Gene Sperling and the institutionalization of the revolving door
It now seems all but certain that Gene Sperling is going to get Larry Summers’s (and his own) old job at the NEC. And David Corn has a long piece in Mother Jones defending the choice. (He’s not the only person to have this idea: Jacob Weisberg has a similar column.) I’ve said my piece about Sperling; there’s no point relitigating this. But it’s fascinating to see how Corn reports on the institutionalization of the revolving door between Wall Street and Washington, to the point where taking $887,727 from Goldman Sachs is positively self-abnegatory:
After the Clinton administration ended in 2001, Sperling, according to a former Clinton administration aide, spoke to several “wise men” about what he should do next. As a former NEC director, he was in great spot to cash in. And he received the same career advice from all of these counselors: go to Wall Street for the next eight years, make millions, and then return to public service (when there might be a Democratic president). He didn’t follow this guidance. Instead, Sperling devoted most of his time to addressing the challenge of global poverty…
A friend of Sperling adds, “After having been head of the NEC for Clinton, he could have immediately gone to Wall Street and made a lot of money. That’s what most people in his situation do. But he didn’t. A lot of us who know him scratched our heads about that.” …
At some point, according to a source familiar with the episode, Goldman Sachs approached Sperling for advice on globalization… On the advice of friends, he requested that he be paid what the investment firm might pay a top lawyer or dealmaker: $70,000 a month.
Corn never identifies the “friends” and “wise men” who sagely intoned, when asked for their opinion, that Sperling should go off and make millions of dollars. But it’s easy to guess that Rubin and Summers were among them — not least because they, too, did exactly the same thing upon leaving the Clinton administration.
If the revolving door is really as institutionalized as Corn says that it is, that’s a very serious problem — and all the more so for the fact that people like Weisberg try to paint it as a positively good thing:
I suppose that in a perfect world, officials would be members of a flagellant order, coming to Washington from their monastic cells and reaffirming their vows of poverty afterward. But that wouldn’t work, either, because economic policymakers would have no feel for markets, business, or life in the real world.
It’s worth pushing back against this notion that earning a seven-figure sum on Wall Street automatically gives you a feel for markets and business — or even that in order to have a feel for markets and business, you have to earn a seven-figure sum on Wall Street. Neither is true. Advising Goldman Sachs on setting up a charitable foundation might teach people a lot about how to navigate the internal politics of Goldman Sachs, but that’s about it. And while there are certainly many highly-remunerated bankers who do know a lot about markets and business, there are equally many who don’t. Wall Street jobs tend to be hyper-specialized: a detailed knowledge of, say, the custody trail in reverse repo transactions is highly unlikely to give you any insight into the state of the US economy.
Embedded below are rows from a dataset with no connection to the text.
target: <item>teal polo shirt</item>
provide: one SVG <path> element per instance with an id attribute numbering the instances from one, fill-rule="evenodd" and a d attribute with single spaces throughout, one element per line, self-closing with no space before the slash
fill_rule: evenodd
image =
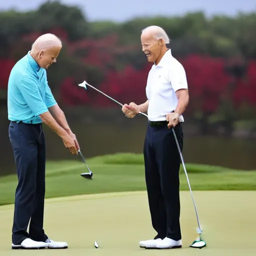
<path id="1" fill-rule="evenodd" d="M 30 54 L 18 60 L 10 74 L 8 88 L 8 119 L 40 124 L 39 115 L 56 104 L 48 85 L 46 70 Z"/>

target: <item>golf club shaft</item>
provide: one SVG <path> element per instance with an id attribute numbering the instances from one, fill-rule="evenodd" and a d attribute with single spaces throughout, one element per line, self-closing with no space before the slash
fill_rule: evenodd
<path id="1" fill-rule="evenodd" d="M 82 152 L 80 151 L 80 150 L 78 150 L 78 152 L 79 153 L 79 154 L 80 154 L 80 156 L 81 156 L 81 158 L 82 158 L 82 162 L 86 164 L 86 166 L 87 167 L 87 168 L 88 169 L 88 170 L 90 172 L 90 173 L 92 172 L 90 170 L 89 168 L 88 167 L 88 166 L 87 165 L 87 164 L 86 162 L 86 158 L 84 158 L 84 157 L 82 155 Z"/>
<path id="2" fill-rule="evenodd" d="M 106 94 L 104 94 L 104 92 L 102 92 L 101 90 L 100 90 L 98 89 L 97 89 L 96 88 L 95 88 L 95 87 L 94 87 L 92 86 L 91 86 L 90 84 L 89 84 L 87 82 L 86 82 L 86 84 L 88 86 L 91 87 L 92 88 L 94 89 L 96 91 L 98 92 L 100 92 L 103 95 L 104 95 L 106 97 L 108 97 L 108 98 L 110 98 L 110 100 L 112 100 L 114 101 L 114 102 L 116 102 L 118 104 L 119 104 L 120 106 L 123 106 L 124 104 L 122 103 L 120 103 L 120 102 L 118 102 L 116 100 L 114 100 L 113 98 L 112 98 L 110 96 L 108 96 Z M 148 116 L 148 115 L 146 114 L 145 113 L 142 113 L 141 112 L 138 112 L 140 114 L 143 114 L 144 116 Z"/>
<path id="3" fill-rule="evenodd" d="M 178 144 L 178 140 L 177 140 L 177 137 L 176 136 L 176 134 L 175 134 L 175 132 L 174 130 L 174 128 L 172 128 L 172 133 L 174 134 L 174 138 L 175 138 L 175 141 L 176 142 L 176 144 L 177 145 L 177 148 L 178 148 L 178 152 L 180 153 L 180 159 L 182 160 L 182 166 L 183 166 L 183 168 L 184 169 L 184 172 L 185 172 L 185 174 L 186 174 L 186 180 L 188 180 L 188 187 L 190 188 L 190 194 L 191 194 L 191 197 L 192 198 L 192 200 L 193 200 L 193 203 L 194 204 L 194 210 L 196 210 L 196 219 L 198 220 L 198 227 L 199 230 L 200 230 L 200 234 L 201 234 L 202 231 L 201 228 L 200 228 L 200 224 L 199 224 L 199 219 L 198 219 L 198 211 L 196 210 L 196 204 L 194 202 L 194 199 L 193 198 L 193 195 L 192 195 L 192 190 L 190 186 L 190 180 L 188 180 L 188 174 L 187 174 L 187 172 L 186 172 L 186 168 L 185 166 L 185 164 L 184 164 L 184 160 L 183 160 L 183 157 L 182 156 L 182 151 L 180 150 L 180 145 Z"/>

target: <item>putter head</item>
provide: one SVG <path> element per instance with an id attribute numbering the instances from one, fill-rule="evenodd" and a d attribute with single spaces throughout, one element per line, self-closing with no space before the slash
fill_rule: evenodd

As the testimony at the FCIC from the Goldman executives involved in the Abacus transaction shows, bankers tend to live in a highly distorted reality where the outrageous is accepted as a normal and ethical way of conducting business: insofar as working on Wall Street does give people a feel for how business is conducted, it can give people a very distorted impression indeed. Like, for instance, the impression that an annual income of $2.2 million is head-scratchingly low, rather than mind-blowingly high.